The production of small metal objects has led to Birmingham becoming noted throughout its past. In the 18th and 19th centuries Birmingham silversmiths were preeminent among artists and craftsmen.
The silversmith employing his skill on small domestic items often shows it at its best. These can be both practical and capable of taking a fair bit of decoration. Wine labels fall into this category. However, not all were made in silver, and not all were of the type involving a label on a chain.
Wine labels (decanter labels or “bottle tickets” as they were first known, made their appearance in about 1730. They were in general use by the middle of that century. The increasing use of the decanter, rather than the wine bottle made them fashionable.
Early decanters often had the name of the contents painted on them, together with an appropriate floral or foliate design. For instance, vine and grapes for wine, hops for ale and apples for cider. Engraved and cut ornamentation was increasingly used and meant that this practice was dropped. Thereafter, a separate label was hung around the decanter neck.
Silver Wine Labels
The most common type found today are silver wine labels probably because of the durable nature of silver. The production of labels has been in enamelled copper, Sheffield plate, porcelain, pinchbeck, mother-of-pearl and other materials. Some labels were also made in the form of a ring,but these are now extremely rare.
Among the other rare and valuable types of wine labels are those made at the Battersea factory. This lasted only from 1753 to 1756 and which employed the process of transfer-printing in enamels. The Wednesbury-Bilston area and Birmingham also produced enamelled labels.

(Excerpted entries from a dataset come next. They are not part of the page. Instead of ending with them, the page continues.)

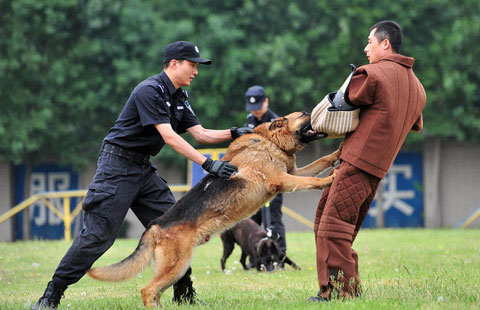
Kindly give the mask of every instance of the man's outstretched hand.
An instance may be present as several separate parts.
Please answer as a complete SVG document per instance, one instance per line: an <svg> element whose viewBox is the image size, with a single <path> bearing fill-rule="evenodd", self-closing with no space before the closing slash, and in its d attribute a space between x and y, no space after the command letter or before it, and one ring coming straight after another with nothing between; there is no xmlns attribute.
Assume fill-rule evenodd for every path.
<svg viewBox="0 0 480 310"><path fill-rule="evenodd" d="M238 172L238 168L231 165L228 161L207 160L202 164L202 168L208 171L211 175L219 176L221 178L229 178L232 174Z"/></svg>
<svg viewBox="0 0 480 310"><path fill-rule="evenodd" d="M235 140L236 138L246 135L247 133L253 133L253 129L249 127L232 127L230 128L230 134L232 135L232 139Z"/></svg>

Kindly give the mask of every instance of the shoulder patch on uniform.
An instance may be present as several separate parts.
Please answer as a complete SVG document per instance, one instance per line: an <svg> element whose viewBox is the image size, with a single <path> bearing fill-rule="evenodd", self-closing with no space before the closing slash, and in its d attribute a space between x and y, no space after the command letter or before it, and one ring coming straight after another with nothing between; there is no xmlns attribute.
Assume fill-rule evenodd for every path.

Silver wine labels, although not classed as “important”silver, often exhibit outstandingly good craftsmanship. Two London silversmiths made the earliest entirely by hand. These were John Harvey and Sandilands Drinkwater who apparently produced labels in a variety of shapes. An escutcheon is the most usual early shape and is often decorated with vine motifs and fitted with a hanging chain.
Before 1790 small silver articles of less than ten pennyweights were exempt from the payment of duty and from hallmarking. Thus the maker marked their items with their initials. Therefore, tracing the working period of the maker can date the items or the style and method of decoration.